German theologian Prof. Rainer Mayer sees in the gender vision an “inner contradiction” regarding homosexuality. Mayer: “Those who call homosexuals to change are dismissed as frauds today. But gender mainstreaming says that we cannot fix anyone’s sexual identity and that every person can choose and change their sexual orientation as they see fit.”

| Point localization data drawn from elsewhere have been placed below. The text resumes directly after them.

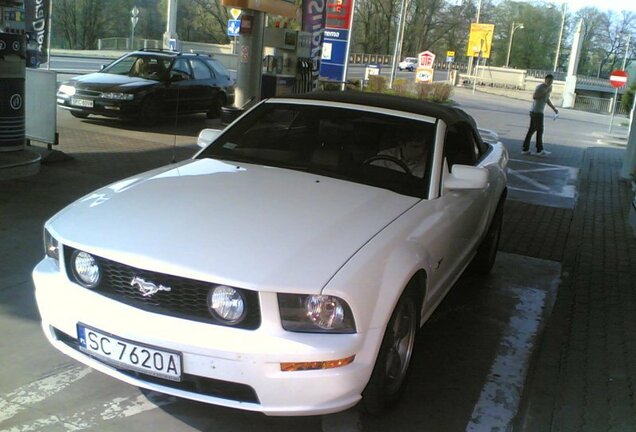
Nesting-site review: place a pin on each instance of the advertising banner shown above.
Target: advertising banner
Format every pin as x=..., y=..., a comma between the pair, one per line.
x=335, y=47
x=36, y=26
x=480, y=40
x=314, y=16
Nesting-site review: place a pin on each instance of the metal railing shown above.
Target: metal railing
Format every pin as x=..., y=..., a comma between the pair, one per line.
x=123, y=44
x=599, y=105
x=387, y=60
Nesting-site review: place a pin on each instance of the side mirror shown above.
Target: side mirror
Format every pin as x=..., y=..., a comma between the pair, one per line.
x=207, y=137
x=174, y=77
x=466, y=177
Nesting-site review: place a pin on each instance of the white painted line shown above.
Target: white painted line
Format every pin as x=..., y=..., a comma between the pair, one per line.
x=541, y=169
x=345, y=421
x=528, y=180
x=117, y=408
x=500, y=397
x=566, y=192
x=30, y=394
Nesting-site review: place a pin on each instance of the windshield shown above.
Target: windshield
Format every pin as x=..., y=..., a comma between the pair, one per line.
x=348, y=144
x=140, y=65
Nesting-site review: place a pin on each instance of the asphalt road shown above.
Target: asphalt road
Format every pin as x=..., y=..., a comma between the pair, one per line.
x=68, y=66
x=462, y=379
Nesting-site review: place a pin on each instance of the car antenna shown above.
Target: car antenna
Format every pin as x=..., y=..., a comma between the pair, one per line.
x=176, y=123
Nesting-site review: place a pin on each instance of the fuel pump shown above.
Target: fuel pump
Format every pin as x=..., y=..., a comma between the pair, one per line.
x=284, y=65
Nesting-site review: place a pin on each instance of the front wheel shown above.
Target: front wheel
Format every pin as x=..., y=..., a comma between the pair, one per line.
x=388, y=378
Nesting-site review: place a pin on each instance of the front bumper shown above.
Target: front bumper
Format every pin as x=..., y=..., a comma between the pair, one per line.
x=221, y=365
x=100, y=106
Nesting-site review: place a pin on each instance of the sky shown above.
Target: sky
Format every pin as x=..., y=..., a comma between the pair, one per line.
x=613, y=5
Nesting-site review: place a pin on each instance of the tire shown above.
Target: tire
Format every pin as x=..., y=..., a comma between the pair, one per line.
x=484, y=260
x=391, y=369
x=217, y=104
x=79, y=114
x=150, y=113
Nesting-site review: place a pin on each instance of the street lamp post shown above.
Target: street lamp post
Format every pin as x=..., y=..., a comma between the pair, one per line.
x=514, y=27
x=134, y=17
x=556, y=57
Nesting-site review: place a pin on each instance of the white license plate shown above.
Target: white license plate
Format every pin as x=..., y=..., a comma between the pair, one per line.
x=129, y=355
x=82, y=102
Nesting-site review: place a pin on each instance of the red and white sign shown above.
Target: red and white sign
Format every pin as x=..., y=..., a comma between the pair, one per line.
x=618, y=78
x=426, y=59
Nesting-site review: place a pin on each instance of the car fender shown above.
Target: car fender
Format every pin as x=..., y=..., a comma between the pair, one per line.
x=373, y=279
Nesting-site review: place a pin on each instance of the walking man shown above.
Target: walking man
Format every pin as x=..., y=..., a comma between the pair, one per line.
x=541, y=97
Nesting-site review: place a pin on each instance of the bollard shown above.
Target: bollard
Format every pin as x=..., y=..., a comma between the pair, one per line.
x=12, y=73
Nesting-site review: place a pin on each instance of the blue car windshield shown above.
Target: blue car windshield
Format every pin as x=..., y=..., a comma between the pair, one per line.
x=348, y=144
x=142, y=66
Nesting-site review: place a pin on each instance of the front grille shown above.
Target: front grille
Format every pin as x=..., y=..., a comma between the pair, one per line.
x=190, y=383
x=87, y=93
x=187, y=298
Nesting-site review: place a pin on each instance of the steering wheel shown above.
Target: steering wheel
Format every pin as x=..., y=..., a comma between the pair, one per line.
x=393, y=159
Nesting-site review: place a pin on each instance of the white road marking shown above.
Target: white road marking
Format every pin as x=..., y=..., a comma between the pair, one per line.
x=25, y=396
x=117, y=408
x=500, y=397
x=534, y=183
x=345, y=421
x=566, y=192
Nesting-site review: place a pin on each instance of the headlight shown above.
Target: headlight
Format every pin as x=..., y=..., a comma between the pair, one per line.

Future of gender movement difficult to predict
Mayer is supported in this by the publicist Asha ten Broeke, an advocate of the gender theory. She disputes the idea that sexual preference is fixed for life. On her internet page, she seeks debate with the famous Dutch brain researcher Dick Swaab, the infamous ‘gay swab’ discoverer.
It is difficult to say where gender thinking will end up. What is clear is that the objectives are in line with gay rights and that politicians in many countries are determined to advance their acceptance. At the same time, there is a lot of doubt everywhere. Hildingsson: “Especially when children come into play, people are very protective. That makes it difficult to predict the future.”
This article was published previously in the Dutch Reformatorisch Dagblad on June 1st 2016.